In another medium bowl beat eggs lightly; stir in milk, oil, and vanilla. Add egg mixture all at once to the flour mixture. Stir just until moistened (batter should be slightly lumpy).
Add batter to a preheated, lightly greased waffle baker. Close lid quickly; do not open until done. Bake until steam no longer escapes. Makes 12-16 4-inch waffles or six 7-inch waffles.
Variations: Next time try folding one of the following into the batter: 1/2 c raisins or finely snipped dried fruit; 1/2 c fresh or frozen blueberries, raspberries, or blackberries; 1/2 c finely chopped nuts (toasted); 1/2 chopped banana; 1/2 c crumbled cooked bacon; 1/2 c shredded cheddar cheese; 1/4 c shredded coconut; 1/2 c miniature semisweet baking pieces.

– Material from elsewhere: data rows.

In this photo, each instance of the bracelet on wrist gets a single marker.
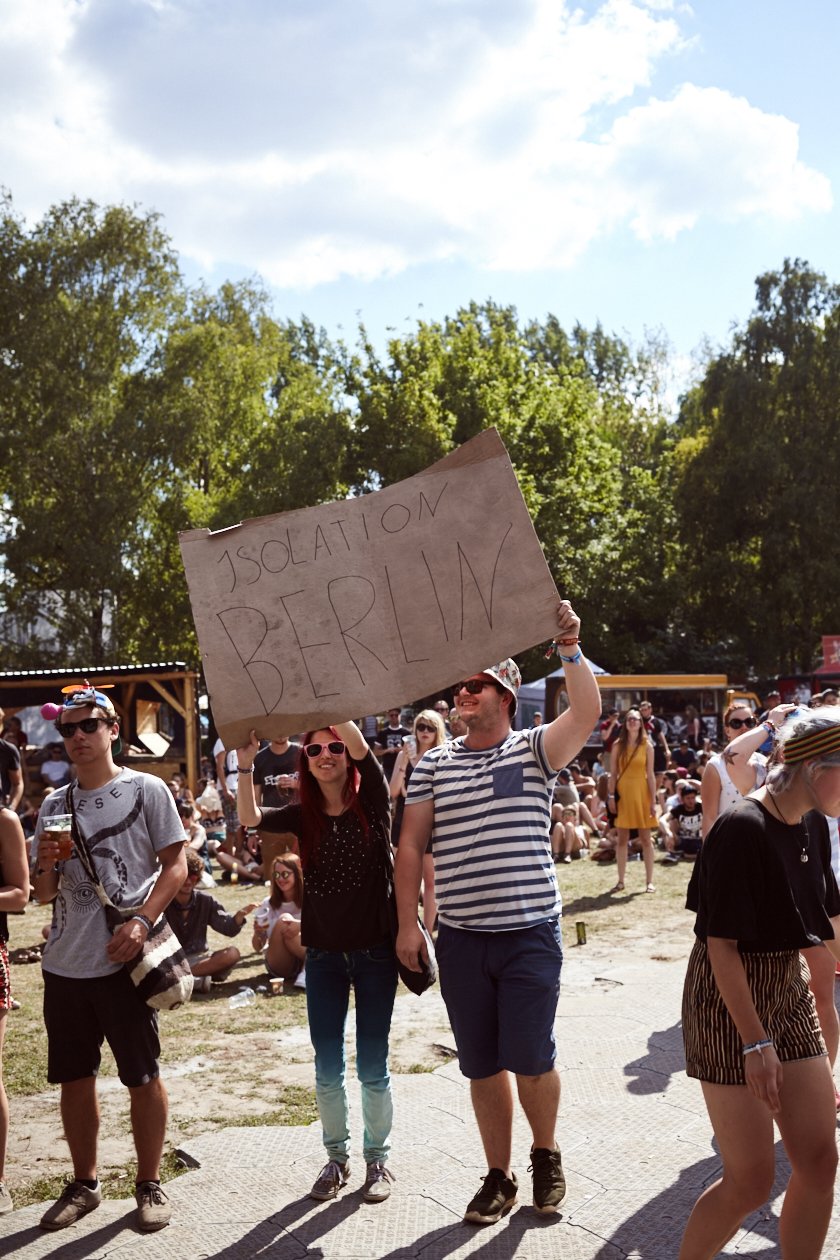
(757, 1046)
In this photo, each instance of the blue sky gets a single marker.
(632, 161)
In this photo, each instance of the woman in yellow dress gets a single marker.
(632, 791)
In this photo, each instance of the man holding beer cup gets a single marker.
(135, 838)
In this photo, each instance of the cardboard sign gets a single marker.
(333, 612)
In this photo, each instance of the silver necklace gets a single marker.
(804, 851)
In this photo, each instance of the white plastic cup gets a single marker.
(243, 998)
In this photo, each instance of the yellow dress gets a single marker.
(634, 796)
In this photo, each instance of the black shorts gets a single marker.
(81, 1014)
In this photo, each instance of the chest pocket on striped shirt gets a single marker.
(508, 781)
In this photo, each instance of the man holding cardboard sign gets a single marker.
(485, 804)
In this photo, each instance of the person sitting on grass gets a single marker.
(681, 827)
(195, 839)
(189, 915)
(246, 863)
(568, 836)
(277, 921)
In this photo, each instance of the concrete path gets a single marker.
(635, 1138)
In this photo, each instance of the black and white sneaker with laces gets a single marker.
(154, 1210)
(549, 1181)
(496, 1196)
(377, 1187)
(330, 1179)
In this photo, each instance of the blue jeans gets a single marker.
(373, 975)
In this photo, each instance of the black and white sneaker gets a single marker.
(549, 1179)
(496, 1196)
(330, 1179)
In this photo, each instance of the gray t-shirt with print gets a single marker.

Buttermilk Waffles: Prepare as above, except reduce baking powder to 1 teaspoon and add 1/2 t baking soda. Substitute 2 c buttermilk or sour milk for the milk.
Cornmeal Waffles: Prepare as above, except decrease flour to 1 cup and add 1 cup cornmeal to the flour mixture. Serve with scrambled eggs, salsa, & shredded cheese on top.
Chocolate Waffles: Prepare as above, except decrease flour to 1 1/2 cups, increase sugar to 1/4 cup, and add 1/3 cup unsweetened cocoa powder to the flour mixture. Fold 1/4 c miniature semisweet chocolate pieces into batter. Serve with yogurt or whipped cream and berries on top.
Gingerbread Waffles: Prepare as above, except increase flour to 2 cups, omit the sugar, and add 1/2 teaspoon ground ginger, 1/2 teaspoon ground cinnamon, and 1/4 teaspoon ground cloves to the flour mixture. Add 2 Tablespoons molasses to the egg mixture.